A review by carduelia_carduelis
The Dew Breaker by Edwidge Danticat

Did not finish book.
This is a very short book but I read three of the 9 short chapters and was underwhelmed, so decided to stop reading.

The one positive from this reading experience is that it made me go look up the Haitian Tonton Macoutes, which weren't a group of people I'd heard of. Very little is taught in Britain about the histories of places outside of Europe.

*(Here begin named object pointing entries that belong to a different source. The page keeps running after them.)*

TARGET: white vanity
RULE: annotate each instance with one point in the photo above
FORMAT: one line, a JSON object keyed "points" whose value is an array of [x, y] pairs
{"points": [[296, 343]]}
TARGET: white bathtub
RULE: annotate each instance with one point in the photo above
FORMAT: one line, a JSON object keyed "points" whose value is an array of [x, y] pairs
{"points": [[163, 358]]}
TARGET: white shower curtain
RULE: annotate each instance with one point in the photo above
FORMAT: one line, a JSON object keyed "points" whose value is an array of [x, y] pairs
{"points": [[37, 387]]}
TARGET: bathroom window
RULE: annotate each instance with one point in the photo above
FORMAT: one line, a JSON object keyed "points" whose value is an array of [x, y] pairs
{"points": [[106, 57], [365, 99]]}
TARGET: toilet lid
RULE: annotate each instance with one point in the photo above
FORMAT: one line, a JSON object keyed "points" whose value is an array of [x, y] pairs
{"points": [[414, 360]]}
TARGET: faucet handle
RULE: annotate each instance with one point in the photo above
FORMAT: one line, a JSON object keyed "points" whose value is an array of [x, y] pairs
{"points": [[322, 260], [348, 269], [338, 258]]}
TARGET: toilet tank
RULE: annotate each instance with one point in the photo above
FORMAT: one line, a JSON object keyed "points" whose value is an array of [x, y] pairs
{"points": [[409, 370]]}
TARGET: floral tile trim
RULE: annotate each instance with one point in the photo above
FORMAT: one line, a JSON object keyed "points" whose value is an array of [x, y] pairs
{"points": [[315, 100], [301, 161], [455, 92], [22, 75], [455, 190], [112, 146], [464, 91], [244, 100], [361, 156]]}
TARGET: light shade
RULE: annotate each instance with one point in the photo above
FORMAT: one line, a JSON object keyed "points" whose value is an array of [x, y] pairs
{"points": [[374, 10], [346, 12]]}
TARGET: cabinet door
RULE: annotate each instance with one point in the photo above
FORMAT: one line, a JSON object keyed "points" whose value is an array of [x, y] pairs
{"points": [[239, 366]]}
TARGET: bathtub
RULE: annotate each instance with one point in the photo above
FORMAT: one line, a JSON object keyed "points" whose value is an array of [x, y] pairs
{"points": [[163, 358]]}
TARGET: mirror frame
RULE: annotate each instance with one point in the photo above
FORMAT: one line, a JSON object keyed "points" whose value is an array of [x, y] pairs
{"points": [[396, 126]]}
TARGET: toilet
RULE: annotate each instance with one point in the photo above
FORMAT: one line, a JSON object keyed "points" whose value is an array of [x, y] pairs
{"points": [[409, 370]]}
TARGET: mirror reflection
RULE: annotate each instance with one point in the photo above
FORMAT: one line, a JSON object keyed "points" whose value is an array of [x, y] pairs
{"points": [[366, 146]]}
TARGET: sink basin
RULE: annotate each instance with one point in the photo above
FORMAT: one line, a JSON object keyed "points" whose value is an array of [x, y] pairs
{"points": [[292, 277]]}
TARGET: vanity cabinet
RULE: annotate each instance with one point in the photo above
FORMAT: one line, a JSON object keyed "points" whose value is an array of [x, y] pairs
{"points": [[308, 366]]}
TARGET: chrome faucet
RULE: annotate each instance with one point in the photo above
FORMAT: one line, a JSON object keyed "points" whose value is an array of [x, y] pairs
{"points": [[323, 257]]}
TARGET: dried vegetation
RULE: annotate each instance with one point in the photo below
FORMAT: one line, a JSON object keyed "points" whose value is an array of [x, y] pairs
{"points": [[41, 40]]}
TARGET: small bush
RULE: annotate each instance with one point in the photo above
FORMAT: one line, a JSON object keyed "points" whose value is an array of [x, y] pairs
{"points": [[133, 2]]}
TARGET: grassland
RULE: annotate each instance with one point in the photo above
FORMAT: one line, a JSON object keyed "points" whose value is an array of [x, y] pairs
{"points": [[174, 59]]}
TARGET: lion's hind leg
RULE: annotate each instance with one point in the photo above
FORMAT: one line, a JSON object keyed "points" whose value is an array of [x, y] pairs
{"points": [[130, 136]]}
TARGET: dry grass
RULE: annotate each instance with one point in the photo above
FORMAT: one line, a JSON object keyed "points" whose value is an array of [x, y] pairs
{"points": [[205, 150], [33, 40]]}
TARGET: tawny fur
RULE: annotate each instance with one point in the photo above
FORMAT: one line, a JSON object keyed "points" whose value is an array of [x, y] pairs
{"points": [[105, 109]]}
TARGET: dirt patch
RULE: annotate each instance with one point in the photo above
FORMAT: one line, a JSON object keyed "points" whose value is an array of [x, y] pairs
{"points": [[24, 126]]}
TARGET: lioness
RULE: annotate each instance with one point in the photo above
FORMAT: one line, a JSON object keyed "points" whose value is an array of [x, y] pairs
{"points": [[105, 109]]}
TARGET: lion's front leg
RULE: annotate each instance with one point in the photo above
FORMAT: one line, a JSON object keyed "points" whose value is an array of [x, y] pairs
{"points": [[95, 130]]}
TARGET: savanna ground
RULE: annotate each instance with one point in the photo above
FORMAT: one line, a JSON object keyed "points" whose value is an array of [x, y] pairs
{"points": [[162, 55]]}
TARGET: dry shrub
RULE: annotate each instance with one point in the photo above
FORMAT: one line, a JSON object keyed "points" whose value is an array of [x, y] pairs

However, the book itself I found to be largely dull. The opening story seems to be lauded on GR as the strongest, but I was astounded with how unrealistic the characters felt. The daughter, a grown woman, laughs off her father destroying a piece of art she's sold to a prominent buyer and then goes and leads on the celebrity buyer anyway... None of this felt like real life, like these were actual people interacting as opposed to constructs to illustrate, heavy-handedly, the secret life of someone's dad.
Chapter two was also pretty tough going but for a different reason, the characters were caricatures: the mean white lady-landlord, the blokes in their gross apartment with naked women on the walls, the cheating husband, the cheating wife, the ignorant foreigner somehow totally surprised by customs..
It was painful... nothing felt original, nothing made me want to read further.

From reading other people's reviews, I'm perplexed that they read a gripping portrayal of a man coming to terms with being a murderer and the story of a second generation american with Haitian parents. Because that sounds like a book I'd want to read, not whatever Danticat wrote here.